I went through a break-up. A very hard, very devastating break-up where the man I loved turned out to be a jerk, who wasn’t even aware of the fact that I loved him with all my being, with everything I was, and he was able to just walk away like nothing ever happened.
He gave up on me.
He gave up on us. But I am not trying to tell you a pathetic story of a girl who wasn’t able to live past the break-up and she never fell in love again.
I want to tell you the story of how I fell out of love with him.
Whenever my friends would talk about someone they loved very much they would say the most awful things, from, “I don’t ever want to hear from him again,” to, “I hope his next girl cheats on him, like he cheated on me.”
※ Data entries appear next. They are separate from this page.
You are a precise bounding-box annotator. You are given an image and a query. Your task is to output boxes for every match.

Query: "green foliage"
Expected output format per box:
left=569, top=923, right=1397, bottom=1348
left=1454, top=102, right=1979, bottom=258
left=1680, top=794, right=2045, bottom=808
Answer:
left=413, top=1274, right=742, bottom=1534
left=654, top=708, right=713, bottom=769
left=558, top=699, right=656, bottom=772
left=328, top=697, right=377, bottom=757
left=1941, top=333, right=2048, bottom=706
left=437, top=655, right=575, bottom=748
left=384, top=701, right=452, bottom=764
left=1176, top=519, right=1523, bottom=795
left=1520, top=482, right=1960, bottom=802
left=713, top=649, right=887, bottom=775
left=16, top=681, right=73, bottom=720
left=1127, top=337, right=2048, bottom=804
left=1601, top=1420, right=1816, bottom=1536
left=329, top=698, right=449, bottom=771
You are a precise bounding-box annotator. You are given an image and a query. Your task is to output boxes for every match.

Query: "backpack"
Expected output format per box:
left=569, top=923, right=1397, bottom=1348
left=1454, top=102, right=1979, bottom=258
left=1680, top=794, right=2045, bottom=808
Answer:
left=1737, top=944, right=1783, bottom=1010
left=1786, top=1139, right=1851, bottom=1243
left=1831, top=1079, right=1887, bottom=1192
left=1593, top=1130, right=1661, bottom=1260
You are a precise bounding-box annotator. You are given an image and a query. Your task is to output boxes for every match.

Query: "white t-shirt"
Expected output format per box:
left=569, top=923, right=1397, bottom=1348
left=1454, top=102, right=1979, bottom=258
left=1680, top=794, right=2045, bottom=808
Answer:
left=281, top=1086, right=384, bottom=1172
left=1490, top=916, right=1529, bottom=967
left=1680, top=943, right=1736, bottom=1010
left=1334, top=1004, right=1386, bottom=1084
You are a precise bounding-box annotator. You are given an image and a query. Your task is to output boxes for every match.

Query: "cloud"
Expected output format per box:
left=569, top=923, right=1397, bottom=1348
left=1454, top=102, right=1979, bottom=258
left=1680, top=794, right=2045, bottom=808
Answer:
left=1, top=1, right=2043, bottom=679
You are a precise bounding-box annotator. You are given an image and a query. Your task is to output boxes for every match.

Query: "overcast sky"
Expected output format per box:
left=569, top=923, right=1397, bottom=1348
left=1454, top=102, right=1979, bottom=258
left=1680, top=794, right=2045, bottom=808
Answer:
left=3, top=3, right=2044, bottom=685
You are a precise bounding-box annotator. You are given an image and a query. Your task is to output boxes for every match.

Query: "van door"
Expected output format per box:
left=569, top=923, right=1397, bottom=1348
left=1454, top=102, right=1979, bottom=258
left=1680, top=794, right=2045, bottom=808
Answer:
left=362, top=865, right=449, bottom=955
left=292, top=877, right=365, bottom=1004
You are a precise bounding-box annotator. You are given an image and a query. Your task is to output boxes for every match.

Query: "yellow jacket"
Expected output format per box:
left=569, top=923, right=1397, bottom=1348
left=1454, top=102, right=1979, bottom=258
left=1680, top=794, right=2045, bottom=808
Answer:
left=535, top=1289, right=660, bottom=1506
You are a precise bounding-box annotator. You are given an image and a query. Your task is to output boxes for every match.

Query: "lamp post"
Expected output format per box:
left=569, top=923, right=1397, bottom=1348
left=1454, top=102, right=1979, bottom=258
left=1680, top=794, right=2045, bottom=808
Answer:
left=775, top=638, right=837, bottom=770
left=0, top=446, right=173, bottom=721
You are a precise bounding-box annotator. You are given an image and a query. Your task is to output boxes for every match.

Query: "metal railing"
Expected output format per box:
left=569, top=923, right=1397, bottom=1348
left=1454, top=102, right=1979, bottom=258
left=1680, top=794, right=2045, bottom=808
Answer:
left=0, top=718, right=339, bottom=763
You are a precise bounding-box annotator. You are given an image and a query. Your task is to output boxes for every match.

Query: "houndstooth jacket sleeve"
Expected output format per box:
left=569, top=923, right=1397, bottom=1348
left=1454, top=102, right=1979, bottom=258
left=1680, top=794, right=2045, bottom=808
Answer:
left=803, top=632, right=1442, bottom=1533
Let me tell you that their words weren’t really doing me any good in my recovery and healing process after my break-up, because they tried to teach me to hate him, to despise him. But I didn’t hate him. I felt the opposite.
How can I hate someone whom I had held so dear just days before?
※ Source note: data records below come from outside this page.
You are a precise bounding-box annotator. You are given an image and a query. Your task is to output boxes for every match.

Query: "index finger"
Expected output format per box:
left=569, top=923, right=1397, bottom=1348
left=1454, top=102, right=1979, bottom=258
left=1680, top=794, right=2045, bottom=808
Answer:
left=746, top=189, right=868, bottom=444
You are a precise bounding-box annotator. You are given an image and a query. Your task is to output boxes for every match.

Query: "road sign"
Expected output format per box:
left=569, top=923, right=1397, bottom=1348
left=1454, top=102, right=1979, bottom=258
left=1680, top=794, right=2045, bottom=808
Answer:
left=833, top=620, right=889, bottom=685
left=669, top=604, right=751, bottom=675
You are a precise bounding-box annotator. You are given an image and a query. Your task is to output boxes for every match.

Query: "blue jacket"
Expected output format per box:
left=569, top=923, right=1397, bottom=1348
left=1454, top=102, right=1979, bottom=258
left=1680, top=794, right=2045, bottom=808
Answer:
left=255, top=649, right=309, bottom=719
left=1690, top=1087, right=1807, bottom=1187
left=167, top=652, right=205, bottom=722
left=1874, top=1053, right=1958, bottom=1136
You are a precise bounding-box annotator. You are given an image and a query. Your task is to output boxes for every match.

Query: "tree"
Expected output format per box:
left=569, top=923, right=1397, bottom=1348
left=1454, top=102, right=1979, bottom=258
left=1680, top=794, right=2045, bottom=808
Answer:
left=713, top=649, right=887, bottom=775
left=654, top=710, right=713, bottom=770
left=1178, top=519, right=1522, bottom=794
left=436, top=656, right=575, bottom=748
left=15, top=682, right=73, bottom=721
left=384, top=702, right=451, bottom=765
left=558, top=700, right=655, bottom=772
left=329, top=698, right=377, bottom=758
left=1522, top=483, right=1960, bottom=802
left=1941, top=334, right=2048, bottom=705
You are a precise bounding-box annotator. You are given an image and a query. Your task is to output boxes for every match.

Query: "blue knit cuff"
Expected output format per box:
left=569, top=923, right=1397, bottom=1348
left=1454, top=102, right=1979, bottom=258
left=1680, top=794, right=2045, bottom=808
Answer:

I saw women around me get over men the way they would get over something small, something insignificant.
Of course, I would be lying if I said that they didn’t cry but they would drown their tears in tequila and vodka.
I never understood them, I never wanted to do it like that because they would always end up deepening their wounds which did not bring them anything good.
So I chose to take my own approach and fall out of love in a whole new way. I am not saying that my way is the correct way but it works and I am happy.
It doesn’t involve alcohol or drunk-texting, it doesn’t involve bad-mouthing my ex and so on. It includes me. Me, myself and I.
I closed the gap in my heart with love. I didn’t want hatred to consume me, I didn’t want to be jealous of a new woman in his life.
I only felt love, for him, for myself and for our lives that are now separated.
That’s why I like to say that I don’t want to fall out of love with him.
Eventually, one day, when I bump into him on the street, my heart won’t feel that well-known feeling of being home, that feeling of safety and security.
Maybe that day my heart won’t skip a beat and it won’t make me wish that things would have happened another way, because maybe, just maybe, he would stay. That day I will be able to say that I am over him and that I have moved on.
But today? Today I only feel love. Of course, it’s mixed with sadness and sometimes a little bit of grief but mostly I am happier that it happened at all. I just imagine my life without him ever being in it and I know I wouldn’t be this person I am today. That is why I am grateful.
My friends tell me that I must be a lunatic because I always talk about him with a smile on my face and they think that I am faking, when in actuality all I am doing is accepting my feelings.
I am accepting the fact that it is over.
I am accepting the fact that he isn’t in my life anymore. I also accept the way I still love him, because that is the way I will let go. That is the way I am slowly moving on from him.
I didn’t fall out of love with him just yet but just you wait until a day arises where my heart won’t yearn for him—not even a little bit.
I have always loved my life and I will continue loving it. Why would I break apart the pieces that made me who I am?
Why would I fill my days with hatred when I can love unconditionally just like I have done until now?
I loved him enough to say that I am glad he is happy, with or without me. And I am glad that I love myself despite the fact that he left me.
I am so happy to be able to love myself so kindly now, when I need it the most, without judgment, without asking myself if I was good enough. I know that I have done my best.
So, this is my story of how I fell out of love with a man who simply left me—I didn’t stop feeling all those feelings, I just recognized the fact that I can’t change them right away.
But I will get to the point of liberation, where I will say that I truly did fall out of love with him.